Summer 2019. I remember staring at the blank screen of my internship laptop, pondering possible fun facts about myself for the advertising agency's "get to know our intern!" Instagram post. After rattling off my go-to facts, I found my fingers typing something my heart had always wanted, but I had never admitted:
"I'd like to write a book and run a marathon before I turn thirty."
I stared at the cursor flashing in the white space after my sentence, stunned at what I'd just typed. Did I really think I could write an entire book? Did I believe I had a marathon in me? Did I actually want to make these goals public on the advertising agency's Instagram account?
Before I could delete the sentence, I hit "send" and my goal traveled straight to my boss' inbox. Thirty minutes later, it was in an Instagram caption. There was no going back now.
Having these two goals publicly attached to my identity felt impressive. I thought these dreams showed my determination and optimism, and honestly I was interested in writing a book and running a marathon someday. But age thirty was a long ways away.
As my junior year of college went on and 2019 turned to 2020, I became increasingly comfortable with the phrase I'd first typed on the advertising agency's laptop. I donned "I'd like to write a book and run a marathon before I turn thirty" on my LinkedIn with pride. The two action items, a book and a marathon, felt like exciting challenges for the faraway future. I figured I wouldn't touch those goals til after graduation.
And then, halfway through my junior year, the pandemic hit. I moved back home to Colorado for what I figured would be a few weeks. My college classes moved online but I didn't think the change was permanent. I knew the pandemic was serious, but I doubted its longevity.
And then, in March, my summer 2020 study abroad program was officially cancelled.
I'll never forget the sinking feeling in my stomach as I processed the words on my computer screen: "We regret to inform you that due to the COVID-19 pandemic we do not deem international travel safe for the summer of 2020..."
After receiving that email, life felt more fragile and uncertain than ever before. Within minutes, my perception of the pandemic changed. I realized we were in this for the long haul. I felt like I'd taken so much for granted back before I'd ever heard the terms "quarantine" and "social distancing."
I closed my computer screen and let out a sigh. My heart felt heavy in my chest. And in the silence and fear of shattered summer plans and dimming hope, I heard loud and clear: "write the book."
I'd played around with the idea of writing a book even before the pandemic, but I wasn't sure how large or serious of a project it would be. I was thinking maybe a short e-book, or I could at least start something and work on it for a few years. I knew I wanted to write a book before I learned of my cancelled study abroad trip, but this calling felt different than anything I'd ever experienced. It was one of the the clearest times I've ever heard God speak. "Write the book."
Yet, even after the deep conviction I felt after learning my summer plans had been cancelled, I continued to pursue my own ideas of success and productivity. I wanted to spend my summer in a standard, predictable way, so I spent a week searching for internships to fill my time. But I couldn't stop hearing those three words rattling around in my mind as I tried to fall asleep each night. "Write the book."
Although I didn't take action right away, the feelings in my heart eventually became so strong that I knew I had no choice but to write the book as soon as I could. I had no idea what I wanted to write about, but I knew I had to be serious about this opportunity. I had not the slightest clue how to turn some words on a computer screen into something I could hold in my hands and keep on my nightstand. I didn't have a degree or a literary agent, but I decided to trust that God could provide.
The process of becoming a published author was far from perfect. There's a lot I want to unpack about the research, writing, editing, and publishing processes of making A Way in the Wilderness a tangible reality. Someday, I want to tell you about the many times I wanted to give up. I want to explain to you the insecurity that kept me silent about my book for so long, and the joy that came from finally telling people without fear of judgement. I want to elaborate on the prayers I prayed, the ways God showed up, and the people who cheered me on before my book even had a title.
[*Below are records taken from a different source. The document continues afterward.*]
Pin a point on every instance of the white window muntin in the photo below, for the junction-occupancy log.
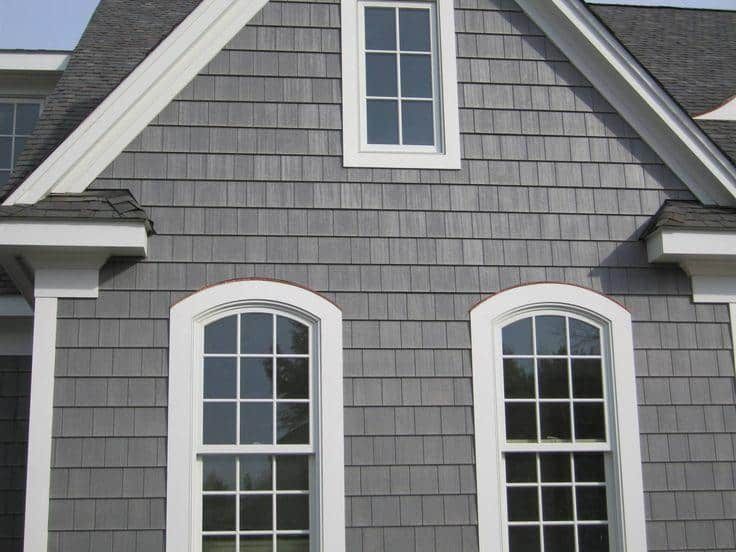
(627, 516)
(606, 447)
(436, 97)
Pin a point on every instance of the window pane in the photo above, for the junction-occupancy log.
(560, 538)
(414, 30)
(555, 467)
(218, 544)
(593, 538)
(383, 122)
(6, 152)
(380, 29)
(417, 120)
(589, 468)
(292, 512)
(518, 378)
(256, 423)
(521, 422)
(218, 473)
(592, 503)
(380, 75)
(293, 378)
(256, 512)
(292, 337)
(589, 421)
(257, 338)
(584, 338)
(220, 378)
(521, 468)
(256, 543)
(256, 378)
(522, 503)
(551, 335)
(256, 473)
(517, 338)
(293, 423)
(6, 118)
(219, 336)
(218, 513)
(295, 543)
(555, 421)
(553, 378)
(20, 145)
(587, 379)
(524, 539)
(292, 473)
(219, 424)
(26, 116)
(557, 503)
(416, 76)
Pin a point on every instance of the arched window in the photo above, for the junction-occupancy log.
(255, 449)
(557, 439)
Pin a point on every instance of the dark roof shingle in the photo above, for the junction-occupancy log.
(120, 34)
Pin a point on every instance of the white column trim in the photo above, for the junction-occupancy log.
(38, 479)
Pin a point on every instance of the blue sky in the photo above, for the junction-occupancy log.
(58, 24)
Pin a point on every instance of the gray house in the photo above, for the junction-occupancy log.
(374, 275)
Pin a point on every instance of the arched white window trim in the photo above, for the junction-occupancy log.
(486, 318)
(188, 318)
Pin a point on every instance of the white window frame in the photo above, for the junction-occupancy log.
(624, 481)
(356, 152)
(187, 322)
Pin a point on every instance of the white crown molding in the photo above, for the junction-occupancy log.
(33, 61)
(108, 130)
(629, 88)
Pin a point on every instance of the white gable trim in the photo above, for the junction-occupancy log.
(637, 97)
(137, 100)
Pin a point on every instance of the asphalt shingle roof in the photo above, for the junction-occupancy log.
(690, 52)
(692, 215)
(120, 34)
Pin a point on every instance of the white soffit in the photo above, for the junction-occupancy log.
(103, 135)
(724, 112)
(629, 88)
(33, 61)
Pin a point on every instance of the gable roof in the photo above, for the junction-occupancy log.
(119, 36)
(689, 51)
I will write about the full story behind A Way in the Wilderness someday. For now, I think I'm still mentally putting together the pieces that made the last eight months so memorable and difficult and happy and invigorating. But today, I'm sharing how A Way in the Wilderness started as a haphazardly written goal for an internship Instagram post and somehow became a reality in the midst of cancelled plans and a global pandemic. I'm sharing how I said "no" before I said "yes" because of my ideas about the the prescribed "right" way to spend your last summer of college. I'm sharing my story not to bring attention to my accomplishments, but to give glory to the One who made it all possible.
I am so thankful God gave me the courage to type "I'd like to write a book and run a marathon before I turn thirty." I'm still sad about my summer study abroad plans getting cancelled, but I see how my empty schedule created the opportunity to say a bold "yes" and let God take care of the details.
No matter what disappointment or change you are facing today, my prayer is that you can do the same. Say "yes." Even if you have to say "no" first. Even if you don't know how it will turn out. Even if you don't feel qualified. Your "yes" is never wasted.